You will do very well, if you keep in mind you are doing this to keep yourself alive.

I had an EKG weeks ago, and it came out bad. I have a cardiologist appointment, and I am 407 lbs, on a 5'10" frame. I'm huge. I can't fit in normal chairs, with arms, and I have to humble myself, go to a window, and ask for a chair without them, so I can fit. It's a humiliating situation we sometimes get ourselves into, but don't lose heart. If I can stick to changing my behavior, you can too and you can do it and become healthy.

I too drink sodas, but I overeat as well, and I don't tend to move around enough. I have been working on those things. Instead of a normal meal (ie: one beef pot pie vs. 6 beef pot pies), I'd eat six. My stomach, inside, must be incredibly large.
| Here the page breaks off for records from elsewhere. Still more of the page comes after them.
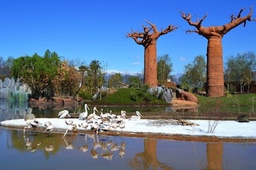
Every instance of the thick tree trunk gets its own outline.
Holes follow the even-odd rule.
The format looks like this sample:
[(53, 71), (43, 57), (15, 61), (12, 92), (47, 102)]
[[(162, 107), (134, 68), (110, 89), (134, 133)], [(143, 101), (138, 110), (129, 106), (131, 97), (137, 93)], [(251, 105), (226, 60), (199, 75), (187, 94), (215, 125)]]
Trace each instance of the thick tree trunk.
[(223, 97), (225, 95), (221, 40), (221, 37), (216, 36), (208, 39), (207, 92), (209, 97)]
[(157, 86), (157, 63), (156, 41), (144, 49), (144, 84), (150, 87)]

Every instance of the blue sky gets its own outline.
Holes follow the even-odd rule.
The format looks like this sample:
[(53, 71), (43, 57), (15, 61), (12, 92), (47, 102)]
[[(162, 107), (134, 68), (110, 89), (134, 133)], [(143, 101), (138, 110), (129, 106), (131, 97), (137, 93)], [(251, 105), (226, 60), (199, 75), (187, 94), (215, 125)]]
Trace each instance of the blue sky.
[[(242, 16), (247, 15), (255, 4), (254, 0), (1, 0), (0, 56), (43, 56), (49, 49), (64, 60), (87, 65), (97, 60), (105, 70), (142, 73), (144, 46), (126, 36), (132, 30), (142, 32), (147, 20), (158, 30), (178, 27), (159, 37), (157, 44), (157, 56), (168, 54), (171, 74), (177, 74), (195, 56), (206, 56), (207, 47), (204, 37), (185, 33), (194, 28), (180, 12), (191, 13), (195, 22), (207, 13), (203, 26), (223, 26), (231, 14), (246, 7)], [(224, 62), (239, 53), (255, 53), (255, 30), (256, 22), (247, 22), (246, 27), (240, 25), (224, 36)]]

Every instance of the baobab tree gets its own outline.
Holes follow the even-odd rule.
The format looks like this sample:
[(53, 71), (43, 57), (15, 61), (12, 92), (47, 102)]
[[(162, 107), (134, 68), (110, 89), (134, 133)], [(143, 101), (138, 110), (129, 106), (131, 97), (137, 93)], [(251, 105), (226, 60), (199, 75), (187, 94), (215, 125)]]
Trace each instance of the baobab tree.
[(241, 14), (244, 8), (240, 9), (237, 16), (231, 15), (231, 20), (229, 23), (219, 26), (204, 27), (202, 22), (207, 15), (205, 15), (201, 20), (197, 19), (194, 22), (191, 21), (192, 15), (181, 12), (182, 17), (188, 22), (190, 26), (195, 26), (195, 30), (188, 30), (187, 32), (195, 32), (202, 36), (208, 40), (207, 45), (207, 89), (209, 97), (222, 97), (224, 92), (224, 73), (223, 63), (222, 39), (223, 36), (231, 29), (247, 21), (255, 21), (251, 19), (253, 8), (251, 7), (250, 13), (244, 17)]
[(150, 26), (144, 26), (144, 32), (132, 32), (126, 37), (133, 40), (144, 47), (144, 84), (150, 87), (157, 86), (157, 39), (162, 35), (167, 34), (177, 29), (171, 25), (161, 32), (154, 24), (147, 22)]

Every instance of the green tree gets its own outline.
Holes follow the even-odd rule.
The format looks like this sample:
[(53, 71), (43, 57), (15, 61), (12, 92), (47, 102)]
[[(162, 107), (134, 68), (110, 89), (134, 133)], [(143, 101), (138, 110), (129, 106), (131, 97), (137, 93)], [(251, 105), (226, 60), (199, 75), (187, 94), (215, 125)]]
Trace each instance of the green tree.
[(157, 81), (161, 85), (164, 85), (171, 78), (172, 71), (172, 63), (168, 54), (161, 56), (157, 59)]
[(128, 79), (128, 83), (130, 87), (133, 88), (140, 88), (143, 84), (143, 80), (140, 78), (140, 76), (131, 76)]
[(120, 73), (115, 73), (112, 75), (108, 80), (108, 87), (110, 88), (119, 88), (123, 83), (123, 76)]
[(238, 53), (236, 57), (231, 56), (226, 64), (226, 81), (230, 84), (231, 82), (237, 82), (240, 86), (240, 92), (244, 92), (245, 85), (248, 86), (254, 80), (254, 73), (256, 67), (255, 54), (251, 52)]
[(27, 83), (32, 90), (32, 97), (52, 97), (54, 94), (53, 80), (57, 73), (60, 59), (56, 53), (47, 50), (43, 57), (36, 53), (32, 56), (21, 56), (13, 60), (12, 76)]
[(11, 58), (5, 61), (2, 56), (0, 56), (0, 80), (4, 80), (6, 77), (11, 76), (11, 66), (9, 64)]
[(95, 94), (105, 81), (105, 73), (100, 64), (99, 61), (92, 60), (88, 67), (85, 85), (90, 89), (91, 95)]
[[(206, 81), (206, 63), (202, 56), (195, 58), (192, 63), (189, 63), (185, 66), (185, 74), (181, 77), (182, 87), (202, 88)], [(183, 85), (182, 85), (183, 84)]]

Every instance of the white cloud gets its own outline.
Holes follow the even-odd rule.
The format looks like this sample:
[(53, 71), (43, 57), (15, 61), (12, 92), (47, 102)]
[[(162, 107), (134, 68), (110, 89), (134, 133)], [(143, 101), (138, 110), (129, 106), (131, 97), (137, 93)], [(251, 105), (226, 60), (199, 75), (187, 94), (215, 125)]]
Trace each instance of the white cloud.
[(179, 57), (179, 60), (181, 62), (185, 62), (185, 58), (184, 56), (181, 56), (181, 57)]
[(132, 65), (140, 65), (140, 62), (133, 62)]

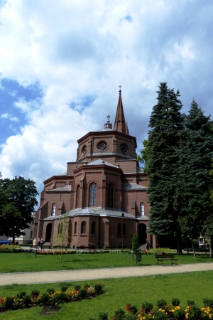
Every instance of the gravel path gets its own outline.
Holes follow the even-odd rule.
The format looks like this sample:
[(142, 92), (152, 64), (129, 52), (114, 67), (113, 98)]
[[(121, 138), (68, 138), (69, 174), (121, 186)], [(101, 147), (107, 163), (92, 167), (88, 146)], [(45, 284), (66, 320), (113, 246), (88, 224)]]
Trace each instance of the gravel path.
[(53, 283), (65, 281), (93, 280), (106, 278), (143, 277), (154, 274), (213, 270), (213, 263), (178, 265), (153, 265), (124, 268), (87, 269), (80, 270), (41, 271), (38, 272), (1, 273), (0, 285), (11, 284)]

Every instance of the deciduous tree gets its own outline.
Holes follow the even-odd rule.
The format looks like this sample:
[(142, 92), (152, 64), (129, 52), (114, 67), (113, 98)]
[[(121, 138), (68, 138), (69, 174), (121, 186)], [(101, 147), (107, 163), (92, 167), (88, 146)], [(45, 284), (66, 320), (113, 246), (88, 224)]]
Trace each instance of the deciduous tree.
[(12, 237), (23, 235), (33, 221), (32, 214), (38, 205), (38, 195), (35, 182), (16, 176), (10, 180), (0, 179), (0, 232)]
[(180, 138), (174, 208), (180, 213), (182, 228), (185, 223), (185, 228), (189, 228), (192, 241), (202, 230), (206, 233), (212, 212), (209, 178), (213, 157), (212, 122), (195, 100), (185, 117)]

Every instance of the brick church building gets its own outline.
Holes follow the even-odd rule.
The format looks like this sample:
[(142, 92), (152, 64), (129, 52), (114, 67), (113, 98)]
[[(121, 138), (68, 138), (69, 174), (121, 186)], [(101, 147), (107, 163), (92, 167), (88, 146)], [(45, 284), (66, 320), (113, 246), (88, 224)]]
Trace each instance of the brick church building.
[(155, 236), (147, 233), (148, 181), (137, 161), (136, 139), (129, 133), (121, 90), (114, 127), (107, 117), (103, 129), (77, 141), (77, 160), (67, 163), (67, 172), (44, 181), (35, 238), (55, 244), (66, 213), (71, 248), (131, 247), (134, 233), (141, 245), (148, 239), (155, 247)]

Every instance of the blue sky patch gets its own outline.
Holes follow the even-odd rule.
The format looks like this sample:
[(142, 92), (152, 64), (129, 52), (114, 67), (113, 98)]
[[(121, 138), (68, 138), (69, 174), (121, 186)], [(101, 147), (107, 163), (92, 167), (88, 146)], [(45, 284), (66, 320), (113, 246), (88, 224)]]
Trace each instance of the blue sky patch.
[(43, 90), (39, 83), (28, 87), (19, 85), (17, 81), (2, 79), (0, 83), (0, 144), (11, 135), (19, 132), (20, 127), (27, 123), (25, 114), (14, 102), (23, 99), (26, 102), (42, 97)]

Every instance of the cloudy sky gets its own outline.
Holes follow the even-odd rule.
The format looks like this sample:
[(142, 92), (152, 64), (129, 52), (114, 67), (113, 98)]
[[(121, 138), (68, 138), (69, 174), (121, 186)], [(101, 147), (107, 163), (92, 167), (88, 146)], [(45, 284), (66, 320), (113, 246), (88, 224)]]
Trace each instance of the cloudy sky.
[(160, 82), (211, 114), (212, 22), (212, 0), (0, 0), (3, 178), (40, 192), (78, 139), (114, 123), (120, 85), (138, 151)]

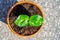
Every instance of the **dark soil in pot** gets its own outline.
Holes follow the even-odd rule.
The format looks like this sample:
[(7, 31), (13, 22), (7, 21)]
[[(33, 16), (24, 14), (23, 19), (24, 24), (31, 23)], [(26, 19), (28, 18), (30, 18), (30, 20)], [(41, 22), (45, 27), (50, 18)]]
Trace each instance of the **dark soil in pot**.
[(25, 14), (28, 16), (38, 14), (42, 16), (40, 10), (32, 4), (24, 3), (16, 5), (9, 15), (10, 25), (15, 32), (20, 35), (28, 36), (36, 33), (40, 29), (40, 27), (32, 27), (29, 25), (26, 27), (16, 26), (14, 21), (20, 14)]

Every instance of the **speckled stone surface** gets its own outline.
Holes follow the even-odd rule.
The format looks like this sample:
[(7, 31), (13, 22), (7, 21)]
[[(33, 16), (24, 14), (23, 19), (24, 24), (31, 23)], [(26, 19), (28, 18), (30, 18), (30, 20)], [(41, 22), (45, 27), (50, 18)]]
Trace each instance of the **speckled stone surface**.
[(60, 40), (60, 0), (31, 1), (42, 6), (44, 10), (45, 25), (41, 32), (32, 38), (14, 35), (6, 24), (6, 15), (17, 0), (0, 0), (0, 40)]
I am looking at the reduction of food, which is hard, because I feel a bit hungry, but now that I found out my body type (fast oxidizer) I realized I can eat up to six small meals a day and the starvation feeling is finally gone. I eat no more than 1 cup of food, if I can help it. I have broken it to 1.5, but not exceeded that. I don't beat myself up about it. Instead, I hop right back on the horse, and continue as if I didn't slip at all. I figure, why beat myself up for trying my best? Better next time.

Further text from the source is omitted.